1. Recurrent or relapsing CDI: At least three episodes of mild-to-moderate CDI and
failure of a 6-8 week taper with vancomycin with or without an alternative antibiotic (e.g.
fidaxomicin, rifaximin) or at least two episodes of severe CDI resulting in hospitalization
and associated with significant morbidity.
2. Refractory CDI: Moderate CDI not responding to standard therapy (vancomycin) for at
least a week
3. Severe CDI: WBC ≥ 15,000 cells/mm3, albumin < 3g/dl and abdominal tenderness
4. Complicated CDI defined by at least one of the following: admission to the ICU,
hypotension with or without the use of vasopressors, fever ≥ 38.5°C, ileus or significant
abdominal distention, mental status changes, WBC ≥ 35,000 cells/mm3, or < 2 cells/mm3,
serum lactate >2.2 mmol/L or any evidence of end-organ failure
At least 12 weeks of post FMT follow up data was required in order for the patient’s data to be
included in the analysis. We included patients who were immunocompromised at the time of
FMT as a result of or more of the following: HIV infection (any CD4 count), AIDS-defining
diagnosis or CD4<200/mm3, inherited or primary immune disorders, and immunodeficient or
immunosuppressed from a medical condition/medication including current or recent (<3 most)
treatment with anti-neoplastic agent or immunosuppressant medications (including but not
limited to monoclonal antibodies to B and T cells, anti-TNF agents, glucocorticoids,
antimetabolites (azathioprine, 6-mercaptopurine, methotrexate), calcineurin inhibitors
(tacrolimus, cyclosporine), mycophenolate mofetil).

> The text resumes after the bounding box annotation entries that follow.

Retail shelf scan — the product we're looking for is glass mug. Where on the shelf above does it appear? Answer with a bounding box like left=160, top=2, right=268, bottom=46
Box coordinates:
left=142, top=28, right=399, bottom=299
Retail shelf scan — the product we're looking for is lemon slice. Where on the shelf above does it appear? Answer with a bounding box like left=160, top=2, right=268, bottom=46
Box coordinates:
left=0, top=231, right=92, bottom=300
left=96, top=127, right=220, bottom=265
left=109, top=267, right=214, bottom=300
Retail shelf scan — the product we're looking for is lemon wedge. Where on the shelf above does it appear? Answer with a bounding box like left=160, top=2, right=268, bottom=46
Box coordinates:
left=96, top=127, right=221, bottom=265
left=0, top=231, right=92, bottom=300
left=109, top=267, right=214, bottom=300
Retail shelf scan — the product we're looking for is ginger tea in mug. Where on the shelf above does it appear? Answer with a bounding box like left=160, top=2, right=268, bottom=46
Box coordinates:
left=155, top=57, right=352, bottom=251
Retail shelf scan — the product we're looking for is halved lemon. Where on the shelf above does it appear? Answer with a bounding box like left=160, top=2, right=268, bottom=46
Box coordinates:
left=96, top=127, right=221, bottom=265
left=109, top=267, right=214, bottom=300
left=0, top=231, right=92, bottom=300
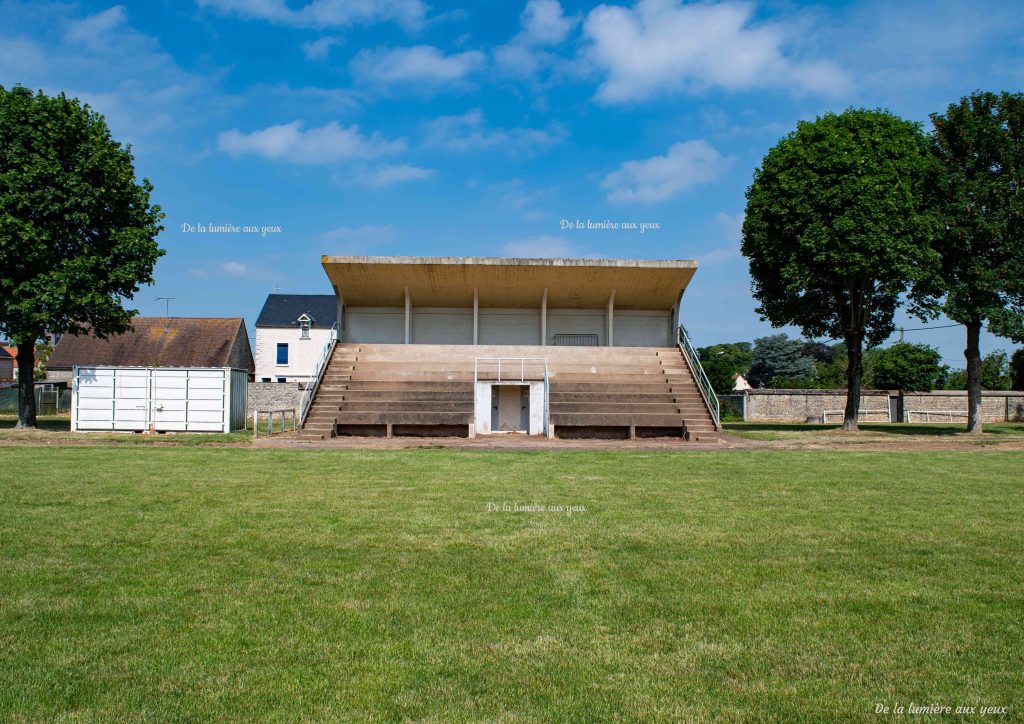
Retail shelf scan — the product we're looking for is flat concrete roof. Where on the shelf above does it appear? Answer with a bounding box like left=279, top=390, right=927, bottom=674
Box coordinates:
left=321, top=255, right=697, bottom=309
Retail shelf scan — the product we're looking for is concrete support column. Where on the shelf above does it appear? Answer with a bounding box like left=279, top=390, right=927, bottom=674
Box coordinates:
left=406, top=287, right=413, bottom=344
left=541, top=289, right=548, bottom=347
left=331, top=285, right=345, bottom=342
left=473, top=287, right=480, bottom=344
left=669, top=289, right=686, bottom=339
left=604, top=290, right=615, bottom=347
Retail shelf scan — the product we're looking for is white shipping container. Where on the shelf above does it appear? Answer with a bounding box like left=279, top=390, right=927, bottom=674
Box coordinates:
left=71, top=366, right=249, bottom=432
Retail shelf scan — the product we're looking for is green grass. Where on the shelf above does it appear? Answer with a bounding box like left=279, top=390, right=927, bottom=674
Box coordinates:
left=0, top=413, right=284, bottom=448
left=0, top=446, right=1024, bottom=721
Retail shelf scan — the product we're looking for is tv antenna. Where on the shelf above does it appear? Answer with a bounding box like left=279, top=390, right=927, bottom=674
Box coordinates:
left=157, top=297, right=177, bottom=316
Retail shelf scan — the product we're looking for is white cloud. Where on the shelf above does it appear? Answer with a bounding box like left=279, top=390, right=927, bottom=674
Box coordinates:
left=354, top=164, right=437, bottom=188
left=217, top=121, right=406, bottom=164
left=0, top=2, right=223, bottom=151
left=502, top=233, right=584, bottom=259
left=520, top=0, right=574, bottom=45
left=349, top=45, right=484, bottom=87
left=65, top=5, right=128, bottom=49
left=426, top=109, right=568, bottom=154
left=697, top=211, right=743, bottom=266
left=316, top=224, right=394, bottom=243
left=302, top=37, right=341, bottom=60
left=197, top=0, right=427, bottom=28
left=494, top=0, right=577, bottom=78
left=601, top=140, right=730, bottom=203
left=584, top=0, right=849, bottom=103
left=315, top=224, right=395, bottom=255
left=715, top=211, right=745, bottom=247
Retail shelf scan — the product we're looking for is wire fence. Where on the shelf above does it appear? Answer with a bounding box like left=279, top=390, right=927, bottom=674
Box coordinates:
left=0, top=385, right=71, bottom=415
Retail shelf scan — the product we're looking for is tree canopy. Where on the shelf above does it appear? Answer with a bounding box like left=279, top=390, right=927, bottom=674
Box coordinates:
left=746, top=334, right=814, bottom=387
left=871, top=342, right=945, bottom=392
left=1010, top=347, right=1024, bottom=390
left=697, top=342, right=754, bottom=394
left=0, top=86, right=164, bottom=427
left=742, top=110, right=935, bottom=429
left=919, top=92, right=1024, bottom=432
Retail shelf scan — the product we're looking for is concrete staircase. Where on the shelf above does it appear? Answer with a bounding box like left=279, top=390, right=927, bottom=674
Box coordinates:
left=550, top=347, right=719, bottom=442
left=302, top=343, right=718, bottom=441
left=302, top=344, right=473, bottom=439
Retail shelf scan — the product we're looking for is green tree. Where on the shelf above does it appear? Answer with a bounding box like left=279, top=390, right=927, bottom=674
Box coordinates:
left=1010, top=347, right=1024, bottom=390
left=944, top=349, right=1012, bottom=390
left=742, top=110, right=934, bottom=430
left=0, top=86, right=164, bottom=427
left=871, top=342, right=945, bottom=392
left=925, top=92, right=1024, bottom=432
left=814, top=342, right=849, bottom=389
left=697, top=342, right=754, bottom=394
left=748, top=334, right=814, bottom=387
left=35, top=339, right=53, bottom=382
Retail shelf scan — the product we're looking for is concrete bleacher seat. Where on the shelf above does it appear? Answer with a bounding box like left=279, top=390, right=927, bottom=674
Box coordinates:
left=303, top=344, right=717, bottom=440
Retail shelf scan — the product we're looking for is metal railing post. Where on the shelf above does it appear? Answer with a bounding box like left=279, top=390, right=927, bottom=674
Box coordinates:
left=676, top=325, right=722, bottom=430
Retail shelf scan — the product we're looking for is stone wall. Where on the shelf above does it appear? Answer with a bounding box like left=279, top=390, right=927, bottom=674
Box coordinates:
left=246, top=382, right=302, bottom=416
left=903, top=390, right=1024, bottom=423
left=743, top=389, right=889, bottom=422
left=743, top=389, right=1024, bottom=423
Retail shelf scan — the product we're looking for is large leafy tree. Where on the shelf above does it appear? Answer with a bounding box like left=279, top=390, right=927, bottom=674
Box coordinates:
left=0, top=86, right=164, bottom=427
left=746, top=334, right=814, bottom=387
left=932, top=92, right=1024, bottom=432
left=944, top=349, right=1013, bottom=390
left=742, top=110, right=934, bottom=430
left=871, top=342, right=946, bottom=392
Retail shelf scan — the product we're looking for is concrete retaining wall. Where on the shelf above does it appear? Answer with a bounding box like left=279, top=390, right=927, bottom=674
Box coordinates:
left=247, top=382, right=302, bottom=416
left=743, top=389, right=889, bottom=422
left=903, top=390, right=1024, bottom=422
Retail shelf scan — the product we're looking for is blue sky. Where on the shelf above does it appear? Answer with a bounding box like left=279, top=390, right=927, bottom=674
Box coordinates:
left=0, top=0, right=1024, bottom=366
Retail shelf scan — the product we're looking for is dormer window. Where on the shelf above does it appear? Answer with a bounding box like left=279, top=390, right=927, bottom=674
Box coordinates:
left=298, top=314, right=313, bottom=339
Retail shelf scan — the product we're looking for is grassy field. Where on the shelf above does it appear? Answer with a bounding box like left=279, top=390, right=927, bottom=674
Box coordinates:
left=0, top=446, right=1024, bottom=721
left=722, top=422, right=1024, bottom=445
left=0, top=413, right=268, bottom=446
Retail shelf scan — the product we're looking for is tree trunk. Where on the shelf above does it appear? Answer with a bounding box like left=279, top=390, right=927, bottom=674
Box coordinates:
left=843, top=335, right=864, bottom=432
left=17, top=341, right=36, bottom=429
left=964, top=320, right=981, bottom=433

Data collected included demographic information, reason for IC status, treatment with
immunosuppressant medication, other significant medical conditions, CDI treatments prior to
and around FMT, indication for FMT (recurrent, refractory or severe/complicated CDI), post
FMT mortality and hospitalizations, post FMT adverse events (AEs) and serious adverse events
(SAEs), and outcomes (CDI recurrence post-FMT, need for colectomy and response to second
FMT if required). Sixteen centers submitted data collection forms for 99 patients. Patients were
excluded from analysis if FMT was conducted for reasons other than CDI, if they did not meet
the criteria for IC or if they did not have a minimum of 12 weeks post-FMT follow-up,
The primary outcomes were CDI cure and any serious adverse events (SAEs) or adverse
events (AEs) within 12 weeks post-FMT. Cure was defined as absence of diarrhea, or marked
reduction in stooling frequency without need for further anti-CDI therapy. AEs were defined as
any untoward medical occurrence in a patient to whom FMT was administered. The AE did not
necessarily need to have a causal relationship with the treatment and thus we included
unfavorable signs or symptoms or disease temporally associated with the use of FMT, whether or
not related to the FMT. AEs could be clinically significant changes from baseline physical exam,
laboratory tests or other diagnostic investigations, complications related to the procedure used to
administer FMT, or new events or pre-existing conditions that became aggravated or worsened in
severity or frequency within 12 weeks post-FMT. SAEs were defined as any death, life
threatening experience, unplanned hospitalization, or important medical event within 12 weeks
after FMT. AEs and SAEs were determined to be related, probably or possibly related, or
unrelated to FMT. Secondary outcomes were CDI recurrence, need for colectomy, and response
to repeat FMT. Cure rates and percentages were calculated after one FMT and more than one
FMT for the population. Rates and percentages were also calculated for SAEs, AEs, and
inflammatory bowel disease (IBD) flares.
RESULTS
Study Patient Characteristics – Table 1a
Data collection forms were completed on 99 patients who had received FMT at one of the
study centers. Of these, 19 were excluded from analysis because they had undergone FMT for
indications other than CDI (15), did not meet criteria for IC (2), or were lost to follow-up prior to
having 12 weeks of post-FMT follow up (2). Eighty patients were included in the final analysis
(Table 1). The study population included similar numbers of men and women. The majority of
these patients were adults (75 of 80, 94%) and the mean age of the adults treated was 53 years
(range: 20-88 years). Reasons for IC included IBD patients treated with immunosuppressive
agents (37, 46.3 %), solid organ transplant recipients (19, 24%) and patients
immunocompromised because of severe or end-stage chronic medical conditions (17, 14%).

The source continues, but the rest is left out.